「消える職業」とか「なくなる仕事」について最近よくネットで見かけます。DTPオペレーターはどうだろうか? というテーマで記事を書きます。
個人的には、当分なくならないだろうと思います。
以前はなくなると思っていた
少し古い話になりますが、グラフィックデザイン周辺のことで言えば、DTP化が進んで、写植屋・版下屋さんというのは、全滅したのかどうかはわかりませんが、多くは消滅したかに思います。
でも、写植や版下のように、「デザインされたものをキレイに仕上げる」という仕事は、形を変え、生き続けています。元写植屋や版下屋だった会社は、「出力センター」「DTPの会社」として生き残っています。
わたしは、DTP化が進む中でグラフィックデザイナーになりました。その当時、デザインの先生に言われて印象に残っていることがあります。それは「デザイナーはなくならないけどDTPオペレーターはなくなるだろう」というものでした。
そういうわけで、DTPオペレーターを目指すより、デザイナーの方が良いと考えました。
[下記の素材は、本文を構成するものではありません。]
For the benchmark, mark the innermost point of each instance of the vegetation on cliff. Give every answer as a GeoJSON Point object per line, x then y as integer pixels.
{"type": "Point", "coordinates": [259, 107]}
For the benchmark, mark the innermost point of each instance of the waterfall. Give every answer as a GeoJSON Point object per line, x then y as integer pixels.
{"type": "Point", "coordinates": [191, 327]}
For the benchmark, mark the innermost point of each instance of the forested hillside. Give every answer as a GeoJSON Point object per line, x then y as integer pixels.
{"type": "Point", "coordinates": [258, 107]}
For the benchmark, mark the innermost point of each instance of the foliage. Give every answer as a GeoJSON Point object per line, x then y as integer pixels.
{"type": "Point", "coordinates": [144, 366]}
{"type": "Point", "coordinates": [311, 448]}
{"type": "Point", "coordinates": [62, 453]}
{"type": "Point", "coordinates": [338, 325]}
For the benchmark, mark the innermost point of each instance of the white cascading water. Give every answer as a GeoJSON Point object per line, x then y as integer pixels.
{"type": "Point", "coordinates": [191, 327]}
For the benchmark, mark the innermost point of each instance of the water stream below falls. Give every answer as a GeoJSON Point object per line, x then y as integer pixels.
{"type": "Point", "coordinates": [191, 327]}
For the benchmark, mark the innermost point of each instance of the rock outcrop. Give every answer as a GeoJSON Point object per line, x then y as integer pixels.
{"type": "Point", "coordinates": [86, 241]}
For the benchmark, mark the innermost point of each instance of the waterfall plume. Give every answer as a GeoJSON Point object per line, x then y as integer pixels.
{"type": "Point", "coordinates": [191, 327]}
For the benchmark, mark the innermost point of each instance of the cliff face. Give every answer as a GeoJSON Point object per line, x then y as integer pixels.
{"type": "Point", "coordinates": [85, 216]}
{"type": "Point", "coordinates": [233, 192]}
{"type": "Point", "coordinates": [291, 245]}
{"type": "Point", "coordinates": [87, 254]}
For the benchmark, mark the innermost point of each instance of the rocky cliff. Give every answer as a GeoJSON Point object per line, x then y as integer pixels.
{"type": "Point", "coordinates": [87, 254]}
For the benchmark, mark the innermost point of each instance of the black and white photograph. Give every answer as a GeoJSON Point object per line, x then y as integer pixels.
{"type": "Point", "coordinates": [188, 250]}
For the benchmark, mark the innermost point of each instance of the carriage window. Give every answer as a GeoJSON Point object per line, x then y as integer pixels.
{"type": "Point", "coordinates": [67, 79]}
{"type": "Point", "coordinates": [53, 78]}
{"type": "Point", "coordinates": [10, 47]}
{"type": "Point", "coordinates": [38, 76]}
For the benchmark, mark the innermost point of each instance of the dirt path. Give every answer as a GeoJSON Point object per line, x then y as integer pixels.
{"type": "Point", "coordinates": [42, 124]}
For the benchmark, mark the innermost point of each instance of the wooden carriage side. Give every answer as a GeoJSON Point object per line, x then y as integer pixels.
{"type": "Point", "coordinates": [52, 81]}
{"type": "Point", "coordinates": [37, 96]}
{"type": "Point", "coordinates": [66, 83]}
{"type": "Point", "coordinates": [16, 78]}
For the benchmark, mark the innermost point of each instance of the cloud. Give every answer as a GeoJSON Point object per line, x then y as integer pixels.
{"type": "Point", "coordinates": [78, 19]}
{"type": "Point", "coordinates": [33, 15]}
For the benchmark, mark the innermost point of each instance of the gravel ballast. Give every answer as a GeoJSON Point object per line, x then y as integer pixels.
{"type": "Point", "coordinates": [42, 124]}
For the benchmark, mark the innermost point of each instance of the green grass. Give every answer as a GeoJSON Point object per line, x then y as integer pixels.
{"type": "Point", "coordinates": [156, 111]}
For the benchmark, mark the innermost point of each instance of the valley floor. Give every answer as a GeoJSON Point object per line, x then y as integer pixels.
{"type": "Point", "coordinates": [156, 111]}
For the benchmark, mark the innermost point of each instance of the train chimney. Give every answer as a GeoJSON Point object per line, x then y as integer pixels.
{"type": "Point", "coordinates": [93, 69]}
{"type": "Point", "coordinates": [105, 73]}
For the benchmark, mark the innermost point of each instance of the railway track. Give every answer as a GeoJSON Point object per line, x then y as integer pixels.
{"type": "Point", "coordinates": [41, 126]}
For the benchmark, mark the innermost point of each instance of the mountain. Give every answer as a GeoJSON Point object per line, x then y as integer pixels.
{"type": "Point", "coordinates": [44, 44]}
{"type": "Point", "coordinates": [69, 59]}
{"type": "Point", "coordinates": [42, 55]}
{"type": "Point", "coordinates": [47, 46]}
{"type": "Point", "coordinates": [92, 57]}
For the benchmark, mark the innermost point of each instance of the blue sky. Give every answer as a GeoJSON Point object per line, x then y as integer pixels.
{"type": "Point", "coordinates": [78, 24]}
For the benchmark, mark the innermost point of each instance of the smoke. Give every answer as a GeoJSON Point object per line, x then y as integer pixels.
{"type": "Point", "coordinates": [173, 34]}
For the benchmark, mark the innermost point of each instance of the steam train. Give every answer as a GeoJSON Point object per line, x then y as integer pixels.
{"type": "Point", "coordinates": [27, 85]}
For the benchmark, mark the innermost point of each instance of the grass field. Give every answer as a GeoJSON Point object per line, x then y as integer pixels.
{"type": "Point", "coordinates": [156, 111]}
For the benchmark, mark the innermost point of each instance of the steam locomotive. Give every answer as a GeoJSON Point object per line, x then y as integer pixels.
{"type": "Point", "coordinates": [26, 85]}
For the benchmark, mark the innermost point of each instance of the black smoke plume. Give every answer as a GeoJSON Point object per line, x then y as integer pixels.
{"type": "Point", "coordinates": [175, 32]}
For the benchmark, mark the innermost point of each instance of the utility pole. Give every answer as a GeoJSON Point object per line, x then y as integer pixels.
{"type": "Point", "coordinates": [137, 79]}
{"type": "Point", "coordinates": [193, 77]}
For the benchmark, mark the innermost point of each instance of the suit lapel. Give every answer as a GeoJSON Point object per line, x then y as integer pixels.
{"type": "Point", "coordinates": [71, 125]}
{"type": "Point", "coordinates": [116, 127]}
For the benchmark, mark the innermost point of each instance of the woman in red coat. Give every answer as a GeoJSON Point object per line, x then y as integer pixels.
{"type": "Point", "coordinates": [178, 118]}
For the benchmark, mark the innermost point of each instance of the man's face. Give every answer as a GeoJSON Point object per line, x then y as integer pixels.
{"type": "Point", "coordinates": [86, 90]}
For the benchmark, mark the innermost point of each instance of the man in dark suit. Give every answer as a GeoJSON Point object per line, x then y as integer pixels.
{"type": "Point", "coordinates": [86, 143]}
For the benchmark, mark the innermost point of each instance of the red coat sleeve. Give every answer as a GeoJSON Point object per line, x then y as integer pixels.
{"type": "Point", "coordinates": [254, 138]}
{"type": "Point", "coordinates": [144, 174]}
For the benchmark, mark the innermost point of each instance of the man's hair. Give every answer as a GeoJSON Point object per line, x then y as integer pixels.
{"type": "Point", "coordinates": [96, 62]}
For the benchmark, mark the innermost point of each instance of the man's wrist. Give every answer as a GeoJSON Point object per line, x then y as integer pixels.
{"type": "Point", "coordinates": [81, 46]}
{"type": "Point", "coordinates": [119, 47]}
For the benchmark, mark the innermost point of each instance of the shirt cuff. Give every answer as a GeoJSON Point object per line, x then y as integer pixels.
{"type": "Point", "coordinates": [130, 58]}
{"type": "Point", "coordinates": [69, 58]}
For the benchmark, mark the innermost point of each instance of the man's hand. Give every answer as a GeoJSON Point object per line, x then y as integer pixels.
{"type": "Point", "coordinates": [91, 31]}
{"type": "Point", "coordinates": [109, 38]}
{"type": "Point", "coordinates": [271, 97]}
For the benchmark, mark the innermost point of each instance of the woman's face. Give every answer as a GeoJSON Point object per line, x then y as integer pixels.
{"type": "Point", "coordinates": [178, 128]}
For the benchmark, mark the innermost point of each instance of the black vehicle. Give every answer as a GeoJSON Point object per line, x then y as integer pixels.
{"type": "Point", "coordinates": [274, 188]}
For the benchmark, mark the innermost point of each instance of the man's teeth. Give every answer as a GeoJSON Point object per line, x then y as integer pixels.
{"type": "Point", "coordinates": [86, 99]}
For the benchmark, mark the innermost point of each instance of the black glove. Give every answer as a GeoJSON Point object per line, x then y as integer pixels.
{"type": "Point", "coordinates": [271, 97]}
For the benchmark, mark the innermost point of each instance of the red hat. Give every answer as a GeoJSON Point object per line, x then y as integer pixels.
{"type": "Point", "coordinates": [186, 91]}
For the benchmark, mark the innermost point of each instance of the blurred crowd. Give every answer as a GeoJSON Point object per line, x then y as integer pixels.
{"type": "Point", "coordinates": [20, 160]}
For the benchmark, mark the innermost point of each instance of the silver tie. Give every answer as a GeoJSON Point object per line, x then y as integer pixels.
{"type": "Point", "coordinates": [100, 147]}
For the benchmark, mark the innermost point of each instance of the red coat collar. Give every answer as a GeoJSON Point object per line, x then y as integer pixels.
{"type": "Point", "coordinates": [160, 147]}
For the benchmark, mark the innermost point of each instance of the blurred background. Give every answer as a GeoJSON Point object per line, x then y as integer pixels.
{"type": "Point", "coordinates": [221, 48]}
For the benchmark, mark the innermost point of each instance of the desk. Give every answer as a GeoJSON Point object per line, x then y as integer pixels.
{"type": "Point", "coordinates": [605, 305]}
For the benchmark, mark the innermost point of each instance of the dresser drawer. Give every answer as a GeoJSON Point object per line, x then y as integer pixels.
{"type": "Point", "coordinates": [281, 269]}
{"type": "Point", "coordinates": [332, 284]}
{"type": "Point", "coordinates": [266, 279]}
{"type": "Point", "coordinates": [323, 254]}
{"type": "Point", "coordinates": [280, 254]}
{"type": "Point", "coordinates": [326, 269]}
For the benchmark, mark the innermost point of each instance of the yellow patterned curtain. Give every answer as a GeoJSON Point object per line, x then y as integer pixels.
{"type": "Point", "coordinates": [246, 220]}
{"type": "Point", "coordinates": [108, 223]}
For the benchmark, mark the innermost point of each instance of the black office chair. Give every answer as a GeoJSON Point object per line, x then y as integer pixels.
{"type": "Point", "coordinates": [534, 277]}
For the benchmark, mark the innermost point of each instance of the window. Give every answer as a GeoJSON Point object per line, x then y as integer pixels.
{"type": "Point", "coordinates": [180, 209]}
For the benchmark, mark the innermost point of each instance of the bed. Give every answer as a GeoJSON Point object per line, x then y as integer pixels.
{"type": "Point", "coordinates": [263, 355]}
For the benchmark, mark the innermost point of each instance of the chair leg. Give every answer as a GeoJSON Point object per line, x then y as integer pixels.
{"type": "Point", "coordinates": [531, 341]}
私がデザイナーを志した当時、デザイナーはDTPが使えない、Macが使えないという人が結構いました。だから、DTPオペレーターの需要はありました。
でも、デザイナーの殆どの人がDTPを自分でやれるようになるにつれて、DTPオペレーターという仕事は消滅していくだろうというのが、当時の個人的な展望でした。
DTPオペレーターは当分なくならないだろう
でも、それ以来デザイン業界で仕事を続けてきて思うのは、DTPオペレーターという仕事は当分なくならないだろうということです。
わたしはフリーになって、デザインの仕事とDTPオペレーターの仕事の両方をやっています。「グラフィックデザイナー」と「DTPオペレーター」の仕事は、よく似ている部分もありますが、基本的にちがいます。
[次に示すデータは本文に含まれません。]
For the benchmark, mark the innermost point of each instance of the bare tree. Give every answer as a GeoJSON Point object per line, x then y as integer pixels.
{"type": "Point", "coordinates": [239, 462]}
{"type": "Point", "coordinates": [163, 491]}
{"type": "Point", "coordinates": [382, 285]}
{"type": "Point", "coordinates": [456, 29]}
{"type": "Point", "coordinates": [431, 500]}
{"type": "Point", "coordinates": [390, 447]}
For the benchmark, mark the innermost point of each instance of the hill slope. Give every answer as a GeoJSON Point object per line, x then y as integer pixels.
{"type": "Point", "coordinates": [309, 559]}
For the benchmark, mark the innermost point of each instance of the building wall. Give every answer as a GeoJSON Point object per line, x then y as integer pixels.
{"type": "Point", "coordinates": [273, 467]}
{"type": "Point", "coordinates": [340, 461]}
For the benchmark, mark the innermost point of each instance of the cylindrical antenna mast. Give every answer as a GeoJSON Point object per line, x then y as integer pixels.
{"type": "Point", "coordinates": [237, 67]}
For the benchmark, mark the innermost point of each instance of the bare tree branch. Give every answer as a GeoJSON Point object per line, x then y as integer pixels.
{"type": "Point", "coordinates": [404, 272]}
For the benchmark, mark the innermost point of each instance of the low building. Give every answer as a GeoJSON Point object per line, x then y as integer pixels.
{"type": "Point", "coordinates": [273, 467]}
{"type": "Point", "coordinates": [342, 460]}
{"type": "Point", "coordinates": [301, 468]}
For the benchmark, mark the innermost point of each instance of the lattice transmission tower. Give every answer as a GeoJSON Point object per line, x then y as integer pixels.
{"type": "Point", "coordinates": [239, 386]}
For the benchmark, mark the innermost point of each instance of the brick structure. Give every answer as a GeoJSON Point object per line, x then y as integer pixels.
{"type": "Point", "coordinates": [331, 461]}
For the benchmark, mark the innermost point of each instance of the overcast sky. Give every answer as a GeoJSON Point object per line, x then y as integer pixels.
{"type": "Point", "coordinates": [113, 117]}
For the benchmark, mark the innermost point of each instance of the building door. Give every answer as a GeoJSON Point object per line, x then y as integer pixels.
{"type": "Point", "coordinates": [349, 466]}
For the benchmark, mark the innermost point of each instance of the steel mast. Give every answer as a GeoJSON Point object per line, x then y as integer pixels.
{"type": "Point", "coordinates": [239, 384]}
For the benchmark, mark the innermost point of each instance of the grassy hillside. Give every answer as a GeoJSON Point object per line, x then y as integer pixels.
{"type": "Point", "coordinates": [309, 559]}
これに関しては以前、記事にも書きました。(その記事はコチラ>>>デザイナーとDTPオペレーターの違いについて)一番の違いは、デザイナーはフォーマットを作るのが仕事だけど、DTPオペレーターは、すでにフォーマットがある仕事を仕上げていくのだということです。
デザイナーはフォーマットをつくって、自分で仕上げることもできますが、DTPオペレーターは、自分でフォーマットを作ることは、基本的にはできません。
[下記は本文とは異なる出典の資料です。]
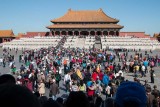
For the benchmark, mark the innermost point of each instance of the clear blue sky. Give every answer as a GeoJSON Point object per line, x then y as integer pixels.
{"type": "Point", "coordinates": [34, 15]}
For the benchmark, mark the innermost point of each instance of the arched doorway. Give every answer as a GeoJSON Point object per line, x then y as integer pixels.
{"type": "Point", "coordinates": [85, 33]}
{"type": "Point", "coordinates": [63, 32]}
{"type": "Point", "coordinates": [99, 33]}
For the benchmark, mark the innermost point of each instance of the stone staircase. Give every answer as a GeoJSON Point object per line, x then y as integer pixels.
{"type": "Point", "coordinates": [98, 44]}
{"type": "Point", "coordinates": [81, 42]}
{"type": "Point", "coordinates": [61, 42]}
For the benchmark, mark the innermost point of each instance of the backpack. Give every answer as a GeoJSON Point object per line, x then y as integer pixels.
{"type": "Point", "coordinates": [58, 77]}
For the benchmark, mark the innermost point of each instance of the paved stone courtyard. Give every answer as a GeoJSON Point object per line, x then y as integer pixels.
{"type": "Point", "coordinates": [62, 92]}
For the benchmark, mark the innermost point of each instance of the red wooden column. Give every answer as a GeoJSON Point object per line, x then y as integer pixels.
{"type": "Point", "coordinates": [114, 33]}
{"type": "Point", "coordinates": [67, 33]}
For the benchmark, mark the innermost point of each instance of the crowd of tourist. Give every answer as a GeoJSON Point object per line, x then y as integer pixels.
{"type": "Point", "coordinates": [92, 77]}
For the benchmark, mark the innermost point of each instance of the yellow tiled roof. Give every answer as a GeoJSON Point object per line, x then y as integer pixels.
{"type": "Point", "coordinates": [85, 26]}
{"type": "Point", "coordinates": [85, 16]}
{"type": "Point", "coordinates": [6, 33]}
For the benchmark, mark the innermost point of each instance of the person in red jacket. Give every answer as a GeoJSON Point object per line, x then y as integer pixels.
{"type": "Point", "coordinates": [94, 75]}
{"type": "Point", "coordinates": [100, 75]}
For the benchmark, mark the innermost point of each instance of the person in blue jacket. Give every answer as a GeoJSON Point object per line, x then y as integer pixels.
{"type": "Point", "coordinates": [105, 79]}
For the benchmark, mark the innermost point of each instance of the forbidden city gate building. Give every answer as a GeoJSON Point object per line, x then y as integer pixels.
{"type": "Point", "coordinates": [94, 22]}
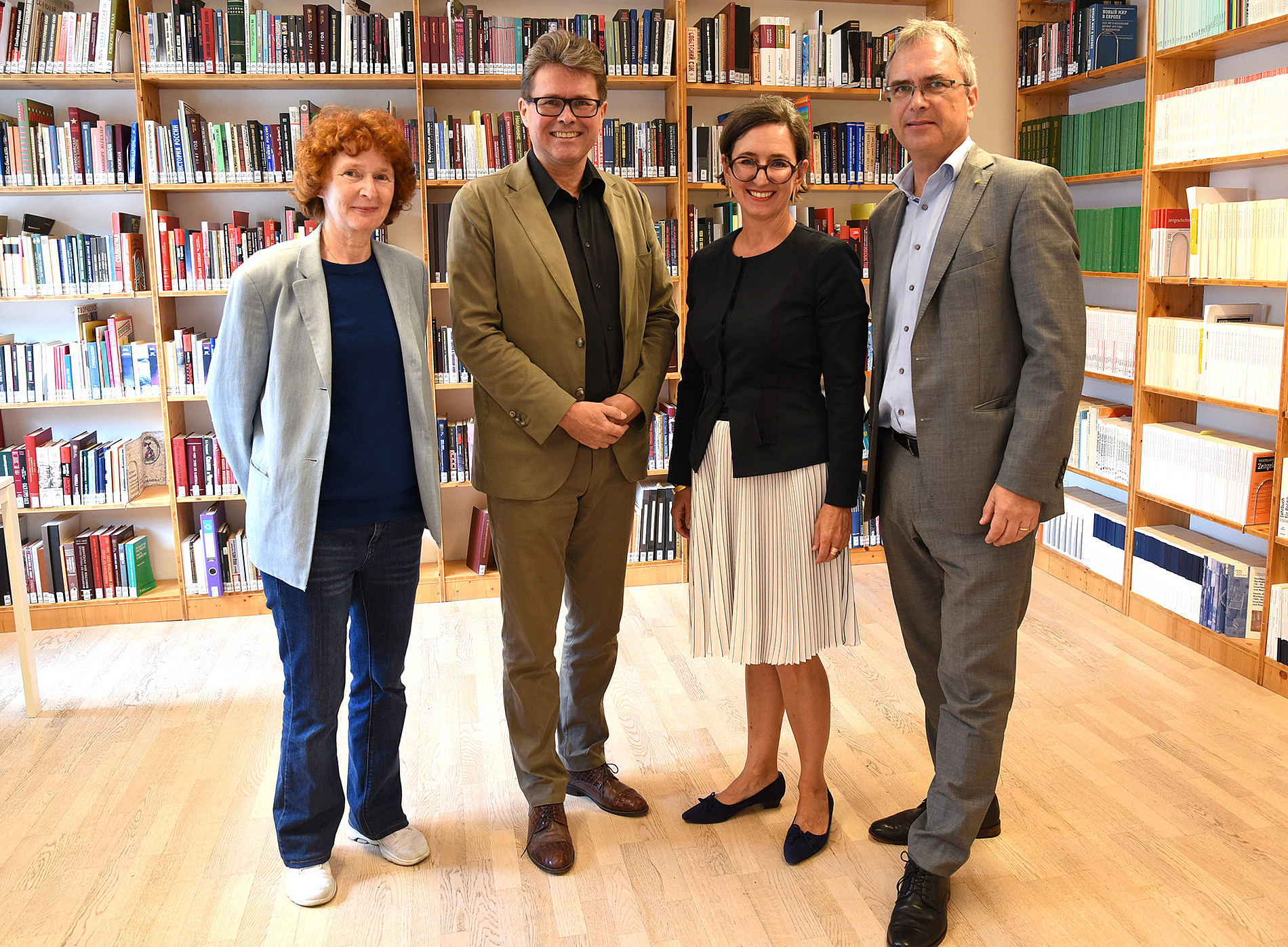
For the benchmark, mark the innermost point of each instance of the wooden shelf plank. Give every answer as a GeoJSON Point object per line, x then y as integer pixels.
{"type": "Point", "coordinates": [1102, 376]}
{"type": "Point", "coordinates": [1077, 575]}
{"type": "Point", "coordinates": [1096, 79]}
{"type": "Point", "coordinates": [738, 90]}
{"type": "Point", "coordinates": [1220, 164]}
{"type": "Point", "coordinates": [1106, 176]}
{"type": "Point", "coordinates": [101, 402]}
{"type": "Point", "coordinates": [1260, 530]}
{"type": "Point", "coordinates": [1269, 33]}
{"type": "Point", "coordinates": [1209, 400]}
{"type": "Point", "coordinates": [1239, 655]}
{"type": "Point", "coordinates": [1099, 479]}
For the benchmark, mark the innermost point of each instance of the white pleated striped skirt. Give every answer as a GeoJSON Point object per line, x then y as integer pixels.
{"type": "Point", "coordinates": [755, 593]}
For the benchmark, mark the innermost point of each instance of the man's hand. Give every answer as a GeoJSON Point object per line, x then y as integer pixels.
{"type": "Point", "coordinates": [832, 529]}
{"type": "Point", "coordinates": [626, 405]}
{"type": "Point", "coordinates": [1009, 516]}
{"type": "Point", "coordinates": [595, 424]}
中にはDTPオペレーターだけどフォーマットを作れるという人もいます。しないだけだったりも。わたしもオペレーターとして受けた仕事は、デザインに関しては手を出さないようにしています。
でも、デザイナーは一応、「できるハズ」なのですが、やはり「できない」「苦手」という人がたくさんいるのです。
特に書籍のようなページ数が多いものでそれを感じます。例えば書籍のようなものだと、デザイナーは本文のフォーマットを作る場合、「1章分だけ」というのが多いです。
でも、書籍というのは、10章とか20章とか、似たようなパターンでくりかえし、何百ページもの量になっていきます。かなり似たような、ある意味たいくつなルーティンワークの繰り返しです。
しかも、イラストや写真などは全く登場しないケースもあります。文字ばかりの大量のページのDTPを展開していくのは、ある意味「とても退屈」なのです。
デザイナーは、この「とても退屈な仕事の繰り返し」に、メンタルの面で耐えられないというタイプの人がたくさんいるのです。
DTPオペレーターは「とても退屈な仕事の繰り返し」に強いメンタルを持っていると思います。そして、書籍ができあがるまでのテクニカルな部分の多くは、DTPオペレーターによって成されていると思われます。
書籍は最も最後まで残る紙媒体
紙媒体が主にWEBなど、他の媒体にとって変わられ、衰退の一途をたどっているかに思えます。
でも、紙媒体は意外と完全にゼロにはならない分野だと個人的には思っています。少なくなるでしょうが、細々とかなり永遠に続いていくのではないかと思っています。
その中でも書籍は最も最後までのこる媒体だと思います。そう思う理由は今日は省きますが、書籍が残っていく以上、DTPオペレーターは形は変わっても、残っていく職業のうちの一つだと思います。
「なくなる仕事」だから何?
よく「なくなる仕事…あなたの仕事は大丈夫?」というような脅し文句を見かけますが、わたしはこういうものに踊らされて、自分の職業への適性を見失い、簡単に手放してしまうのはやめたほうがいいと思っている口です。
以前、わたしは、何度もクビにもなりましたし、その中で、デザイナーをやめて、もっと旬な仕事をした方がいいのではないかと思い、介護の仕事にチャレンジしたことがありました。
でも、自分に向かな過ぎて踵を返すように、デザインやDTPの仕事に舞い戻ってきました。
人にはそれぞれ適正というものがあると思いますので、「なくなる仕事リスト」にアップされたからといって、大慌てで逃げ出すのは得策ではないと思っています。
でも、幸いにも、わたしの懸念はよそに、DTPオペレーターは、なくなる仕事のリストには載ってないようです。